En fait, cette année où les gens ont de la peine à reprendre le chemin des musées (un important lieu genevois, dont je tairai le nom, n’a accueilli un de ces derniers jours que cinq clients), il faudrait plutôt considérer ceux-ci comme des places «sûres». Un seul l’a fait jusqu’ici. Bouclé jusqu’au 19 décembre, comme ses congénères neuchâtelois pourtant peu surpeuplés, le Musée des beaux-arts de La Chaux-de-Fonds y a logé des artistes. Une idée du directeur David Lemaire. Ces créateurs ont été en résidence bien tranquilles dans un bâtiment proposant en principe une rétrospective Camille Graeser, dont il me reste à vous parler. Pourquoi pas d’initiatives équivalentes ailleurs?
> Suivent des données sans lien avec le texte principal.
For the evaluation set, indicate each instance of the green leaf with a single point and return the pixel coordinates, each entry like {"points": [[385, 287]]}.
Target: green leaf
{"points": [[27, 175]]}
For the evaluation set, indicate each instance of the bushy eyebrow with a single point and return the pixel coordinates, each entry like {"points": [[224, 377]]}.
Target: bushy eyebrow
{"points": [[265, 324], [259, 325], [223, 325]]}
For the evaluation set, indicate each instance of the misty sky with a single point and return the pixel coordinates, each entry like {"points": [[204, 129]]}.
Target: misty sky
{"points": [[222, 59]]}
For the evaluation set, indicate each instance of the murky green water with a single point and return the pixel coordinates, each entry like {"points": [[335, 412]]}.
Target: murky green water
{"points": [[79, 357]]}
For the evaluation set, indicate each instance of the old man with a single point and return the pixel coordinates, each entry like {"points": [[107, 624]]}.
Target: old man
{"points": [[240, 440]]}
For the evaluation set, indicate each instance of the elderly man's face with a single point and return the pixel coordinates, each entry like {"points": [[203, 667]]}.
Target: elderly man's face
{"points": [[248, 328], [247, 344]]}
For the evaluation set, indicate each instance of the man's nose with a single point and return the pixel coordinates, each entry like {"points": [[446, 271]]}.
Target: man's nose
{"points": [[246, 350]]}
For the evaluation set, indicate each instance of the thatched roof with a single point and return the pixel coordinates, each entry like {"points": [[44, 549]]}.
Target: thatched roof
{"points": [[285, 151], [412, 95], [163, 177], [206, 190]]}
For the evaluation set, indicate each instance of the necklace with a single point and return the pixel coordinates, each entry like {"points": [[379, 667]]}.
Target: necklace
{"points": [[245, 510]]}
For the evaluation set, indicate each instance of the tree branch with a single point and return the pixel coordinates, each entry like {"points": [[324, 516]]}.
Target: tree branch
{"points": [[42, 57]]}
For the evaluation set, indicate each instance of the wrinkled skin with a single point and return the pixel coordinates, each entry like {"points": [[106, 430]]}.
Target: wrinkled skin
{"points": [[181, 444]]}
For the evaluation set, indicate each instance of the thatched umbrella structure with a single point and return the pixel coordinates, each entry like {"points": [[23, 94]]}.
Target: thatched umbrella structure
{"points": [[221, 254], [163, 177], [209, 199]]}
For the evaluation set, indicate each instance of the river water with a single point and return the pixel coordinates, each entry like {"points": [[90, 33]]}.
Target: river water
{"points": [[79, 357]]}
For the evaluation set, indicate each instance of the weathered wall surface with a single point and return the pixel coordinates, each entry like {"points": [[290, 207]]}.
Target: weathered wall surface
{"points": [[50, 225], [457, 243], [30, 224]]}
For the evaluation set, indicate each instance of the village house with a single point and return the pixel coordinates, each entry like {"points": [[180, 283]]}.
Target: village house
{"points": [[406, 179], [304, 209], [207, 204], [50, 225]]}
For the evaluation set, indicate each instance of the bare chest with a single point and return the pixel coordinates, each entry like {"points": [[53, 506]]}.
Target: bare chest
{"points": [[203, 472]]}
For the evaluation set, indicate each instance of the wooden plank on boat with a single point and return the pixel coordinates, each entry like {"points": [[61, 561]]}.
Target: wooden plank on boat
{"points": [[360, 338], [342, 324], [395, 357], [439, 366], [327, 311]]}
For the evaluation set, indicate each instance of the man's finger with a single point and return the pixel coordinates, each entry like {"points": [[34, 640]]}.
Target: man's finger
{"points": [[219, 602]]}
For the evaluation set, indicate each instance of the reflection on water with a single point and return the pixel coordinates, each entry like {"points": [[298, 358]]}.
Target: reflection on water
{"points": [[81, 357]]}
Voilà pour aujourd’hui. J’arrête. Je remets à d’autres jours la question, bien plus douloureuse, des musées américains, au statut privé à de très rares exceptions. Là, la pandémie a vraiment fait des dégâts. Quelques ventes d’œuvres parfois importantes, ce qui semble normal outre-Atlantique. Des licenciements de personnels en pagaille. Et des fermetures craintes. Définitives. Dès le mois de mars, on parlait dans le milieu d’un tiers d’institutions en danger de mort. Difficile d’affirmer que les choses se sont arrangées depuis. Il y a là, de manière générale, péril en la demeure même s’il s’agit paradoxalement d’une bonne année boursière. Le mécénat culturel est en train de changer outre Atlantique. Je vous parlerai une autre fois.